HALKWEBYazarlarTürkiye’nin Kritik Kavşağı: Cemaatler, Tarikatlar ve Laik Cumhuriyetin Bugünü

Türkiye’nin Kritik Kavşağı: Cemaatler, Tarikatlar ve Laik Cumhuriyetin Bugünü

Devlet bir kez daha paralel hiyerarşilerle manipüle edilemez; aksi hâlde demokrasi, kamu düzeni, seküler yaşam tarzı ve genç kuşakların özgür birey olarak yetişmesi için felaket kaçınılmazdır.

0:00 0:00

Türkiye’de cemaatler ve tarikatlar sadece dini ya da sosyal gruplar değil; tarih boyunca toplumsal dokuyu, ekonomik ağırlığı ve siyaseti şekillendiren güç odakları oldular. Cumhuriyet’in kuruluşundan günümüze, bu güç odakları devletin laik ve eşitlikçi yapısıyla sürekli bir gerilim içinde oldu. Bugün bu konuyu tartışırken, geçmişin izlerini, güncel tehditleri ve geleceğin olası risklerini birlikte görmek zorundayız.

Tekke ve Zaviyelerin Kapatılması ve Alevi Topluluğu

Cumhuriyetin ilk yıllarında tekke ve zaviyelerin kapatılması, devletin dini otoritelerden bağımsızlaşma ve toplumsal eşitliği sağlama iradesinin en somut göstergesiydi.

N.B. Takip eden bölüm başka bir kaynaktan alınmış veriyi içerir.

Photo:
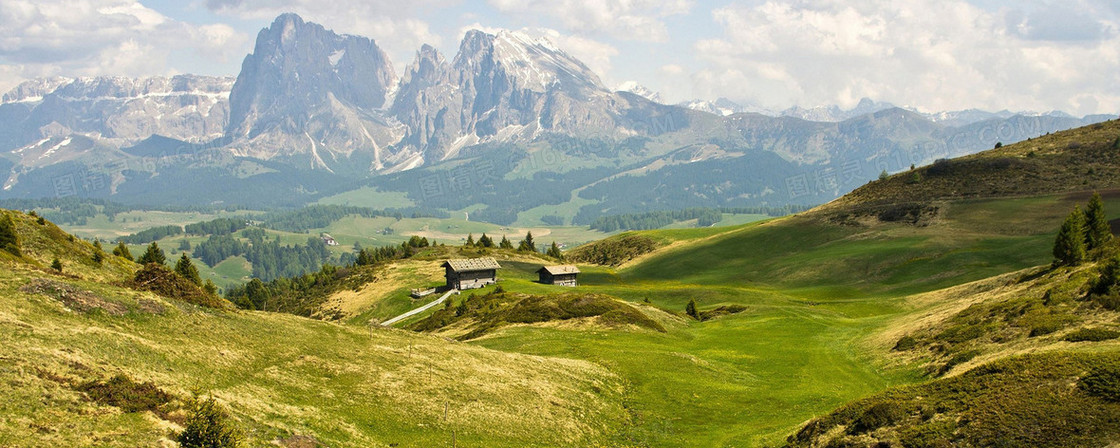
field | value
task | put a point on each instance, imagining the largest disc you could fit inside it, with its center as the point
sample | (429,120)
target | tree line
(318,216)
(705,216)
(269,258)
(1083,234)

Bu adım sadece Osmanlı’nın dinî kurumlarının siyasal etkisini sınırlamakla kalmadı; aynı zamanda Alevi toplulukları için tarihi bir fırsat kapısını araladı. Yüzyıllardır maruz kaldıkları ayrımcılığa karşı, laiklik ilkesinin savunulması Aleviler için eşit yurttaşlık ve özgürlük anlamına geliyordu. Milli Mücadele ve Cumhuriyet’in kuruluş döneminde Aleviler, Atatürk’e ve ulus inşa sürecine güçlü bir destek sundu.

Hacı Bektaş Veli Dergâhı gibi merkezlerde Alevi dedeleri, Atatürk’ü karşılayarak ona bağlılıklarını ve moral desteğini göstermiş, Cumhuriyet’in eşitlikçi ve laik vizyonunun toplum içinde güçlenmesine katkıda bulunmuşlardır. Bu nedenle Aleviler, sadece dışlanan bir topluluk değil, Cumhuriyet’in kurucu değerlerini sahiplendiğini eylemleriyle ortaya koyan aktif bir güç olarak tarihe geçti.

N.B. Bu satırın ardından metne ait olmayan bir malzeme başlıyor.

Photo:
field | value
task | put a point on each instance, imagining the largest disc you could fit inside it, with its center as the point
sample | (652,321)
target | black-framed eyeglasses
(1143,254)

Buna karşılık tarikatlar, kapalı hiyerarşi ve lider odaklı yapılarıyla Cumhuriyet’in laik ve eşitlikçi ilkelerini içselleştiremedi; modern devlet ve bireysel özgürlük anlayışıyla çatıştı ve çoğu zaman kendi çıkarlarını önceliklendirdi. Bu zıtlık, Türkiye’de toplumsal ve siyasal dengelerin şekillenmesinde kritik bir fark yarattı.

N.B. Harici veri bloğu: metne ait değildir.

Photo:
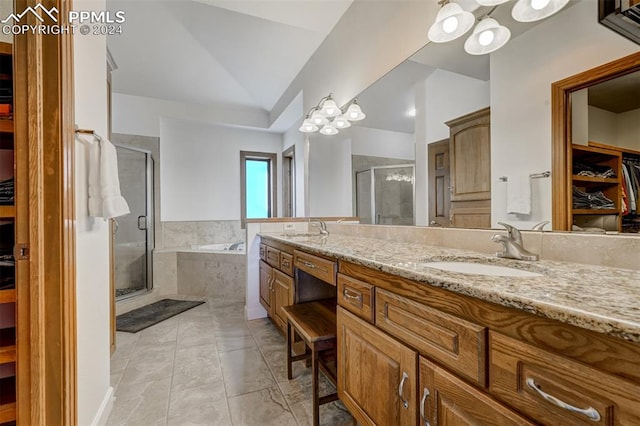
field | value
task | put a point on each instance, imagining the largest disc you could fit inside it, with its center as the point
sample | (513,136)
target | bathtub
(237,248)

Cumhuriyet ve Laikliğe Karşı Paralel Güçler

Türkiye’de cemaatler, Menzil, İsmailağa ve FETÖ örneklerinde görüldüğü gibi devlet, siyaset ve ekonomi üzerinde kritik ve riskli bir rol oynayabiliyor. Cemaatlerin varlığı kendi başına tehdit değil; asıl tehlike, devlet kadrolarında, genç kuşakta, iş dünyasında ve toplumsal yaşamda paralel bir güç oluşturarak Cumhuriyet’in laik temellerini aşındırmalarıdır. Laiklik, devletin dini otoritelerden bağımsız olmasını sağlar ve toplumsal düzeni eşitlik ve özgürlük temeline oturtur. Cumhuriyetin ilanıyla başlayan modernleşme süreci, devlet ile toplumsal yaşam arasında net sınırlar çizmiş ve özgür bireyler yetiştirmenin altyapısını hazırlamıştır.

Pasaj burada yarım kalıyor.